You are not the only one who has asked for more granular control over the firewall alerts. Interesting suggestions have been made in the past but unfortunately Comodo never made changes to the UI.

So they have a fundamentally flawed security model, and they make it almost impossible figure out you have been exploited, let alone take further steps to mitigate it and try and force you to blindly expose everything.

you after all have to manually type in every single ip, on every alert twice, because you cant even paste an ip at this point, ie paste 2.1.1.2
this is not creating trust online.

well… i have seen almost everything in my life, so… this guy… its just another internet “crier”…

just set cis as proactive, set default deny to all, set all as untrusted so they get terminated and thats all you need to be safe forever…

or keep winning on the forum…

if you are so certain your secure PROVE IT.

go ahead and do what i did, set up rules for dns, arp, dhcp, 80, 443
then go add new rule c:*.* any any any any ask
then check every ip here
https://www.ultratools.com/tools/ipWhoisLookup
then set each rule.

then tell me that all your applications are connecting to all the ips they should be and there is nothing supicious i might believe you.
i found about 100 suspicious outbound including 6 outbound for comodo before i gave up in despair.

far be it, for me to then to come back and create a decent list of features to implement that will make everyone’s lives vastly easier to actually configure it, rather then being fundamentally useless all the while having bouts of medical issues, whats your excuse?

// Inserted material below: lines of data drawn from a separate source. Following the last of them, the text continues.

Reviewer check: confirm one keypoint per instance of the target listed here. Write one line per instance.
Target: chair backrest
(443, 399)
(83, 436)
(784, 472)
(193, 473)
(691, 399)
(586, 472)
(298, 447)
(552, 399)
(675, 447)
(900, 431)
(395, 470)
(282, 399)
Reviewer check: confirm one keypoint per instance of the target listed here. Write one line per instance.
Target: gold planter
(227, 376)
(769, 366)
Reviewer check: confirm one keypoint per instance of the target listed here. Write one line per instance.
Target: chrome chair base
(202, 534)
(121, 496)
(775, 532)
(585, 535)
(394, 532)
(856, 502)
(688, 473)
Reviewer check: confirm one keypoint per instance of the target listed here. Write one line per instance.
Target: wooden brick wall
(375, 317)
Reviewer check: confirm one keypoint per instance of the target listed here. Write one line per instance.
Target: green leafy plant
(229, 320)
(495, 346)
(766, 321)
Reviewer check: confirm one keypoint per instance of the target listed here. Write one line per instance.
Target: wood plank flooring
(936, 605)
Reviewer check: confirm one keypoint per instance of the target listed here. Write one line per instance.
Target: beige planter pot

sure i could devolve into insults but this is just a waste of time

even after adding the proactive security etc there are problems
laptop running hot but it is hot today.
svhost once again legit, cpu spiking. (a new flavor, will dig)
a text file, modifying a registry key which is downright sacrilege

default deny is only going to work after a vast amount of unnecessary manual work whitelisting rather than sorting it all out with a few clicks and mouse hovers.

but hey go right ahead keep things as they are… and wonder why comodo has a entire thread begging for help being more popular.

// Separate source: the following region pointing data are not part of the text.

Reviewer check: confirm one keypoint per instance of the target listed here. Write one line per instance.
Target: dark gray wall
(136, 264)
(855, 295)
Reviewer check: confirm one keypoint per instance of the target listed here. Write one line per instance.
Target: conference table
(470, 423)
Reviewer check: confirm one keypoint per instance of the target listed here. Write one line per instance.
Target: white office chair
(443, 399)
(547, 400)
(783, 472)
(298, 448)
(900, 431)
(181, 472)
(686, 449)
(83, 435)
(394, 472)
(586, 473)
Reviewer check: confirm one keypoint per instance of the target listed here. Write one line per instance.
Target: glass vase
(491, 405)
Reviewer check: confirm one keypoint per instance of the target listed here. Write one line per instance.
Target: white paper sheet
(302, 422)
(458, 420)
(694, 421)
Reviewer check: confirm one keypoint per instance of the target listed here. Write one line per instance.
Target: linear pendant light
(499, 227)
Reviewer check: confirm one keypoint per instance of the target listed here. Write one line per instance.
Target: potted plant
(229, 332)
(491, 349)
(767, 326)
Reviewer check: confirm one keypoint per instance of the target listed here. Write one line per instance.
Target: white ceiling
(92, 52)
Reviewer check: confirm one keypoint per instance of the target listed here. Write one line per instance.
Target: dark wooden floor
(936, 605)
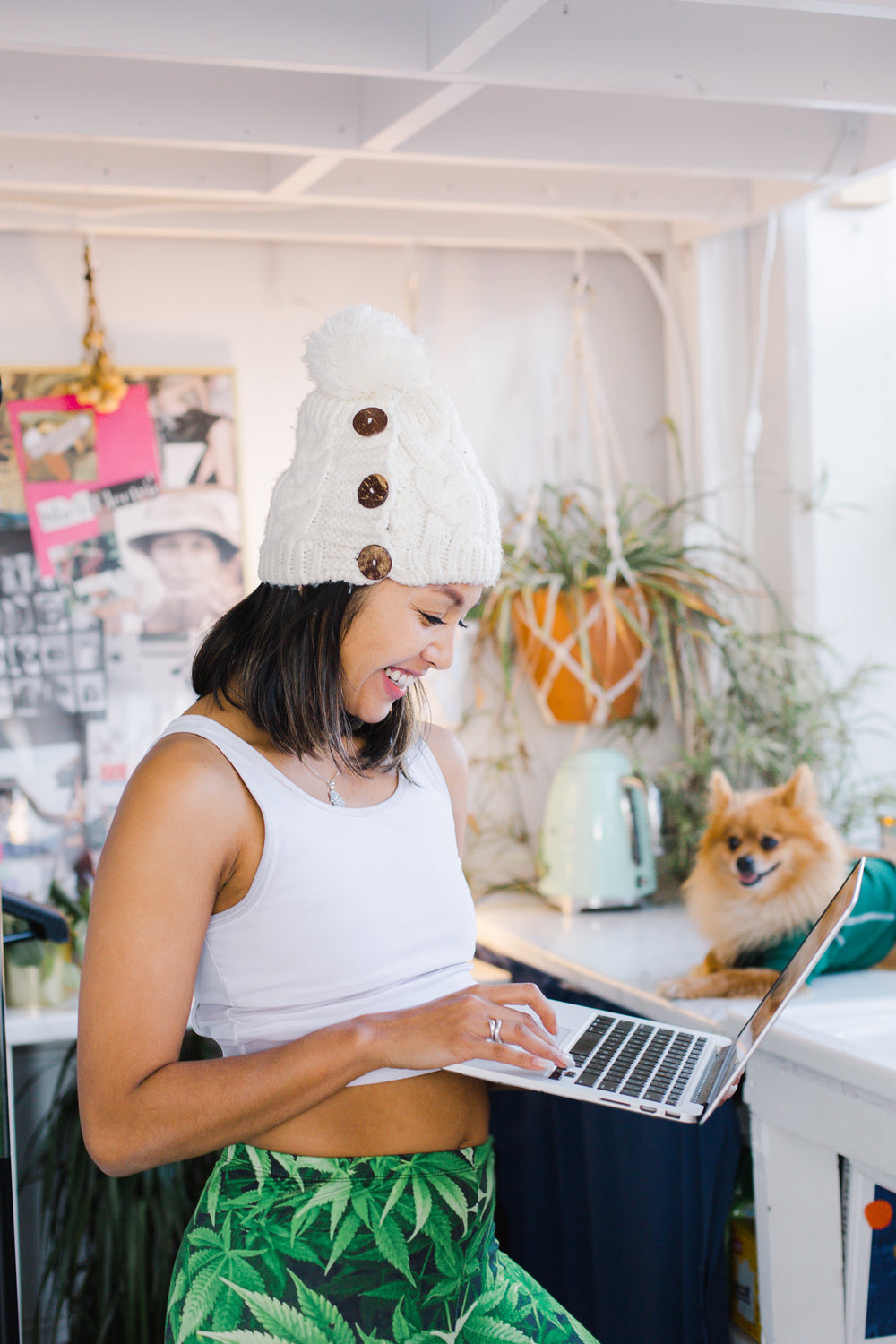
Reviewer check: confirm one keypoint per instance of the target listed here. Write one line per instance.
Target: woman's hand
(460, 1027)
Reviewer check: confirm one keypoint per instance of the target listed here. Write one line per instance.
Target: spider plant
(109, 1242)
(563, 542)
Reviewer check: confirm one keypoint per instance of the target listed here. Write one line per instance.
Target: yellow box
(745, 1279)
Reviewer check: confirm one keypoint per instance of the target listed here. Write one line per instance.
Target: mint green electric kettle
(597, 843)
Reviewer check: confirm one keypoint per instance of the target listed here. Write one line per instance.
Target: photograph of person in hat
(191, 543)
(284, 871)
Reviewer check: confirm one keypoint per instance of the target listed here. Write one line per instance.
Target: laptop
(659, 1069)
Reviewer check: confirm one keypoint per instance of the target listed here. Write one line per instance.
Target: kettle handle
(638, 823)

did a lot of refining on this one, still needs work but its a start
https://forums.comodo.com/wishlist-cis/comodo-is-insecure-but-it-could-be-quite-formidable-t123837.0.html

I suggest to stop polarizing and am asking others not to respond. This topic was flawed from its conception.

Your contributions are illegible for reasons already mentioned. The aggressive tone and needless testimonial display of ego gets in the way. When you would break down your concerns on a one by one basis in separate topics and stay on topic without aggressive tone and testifying you will stand a chance of getting responses.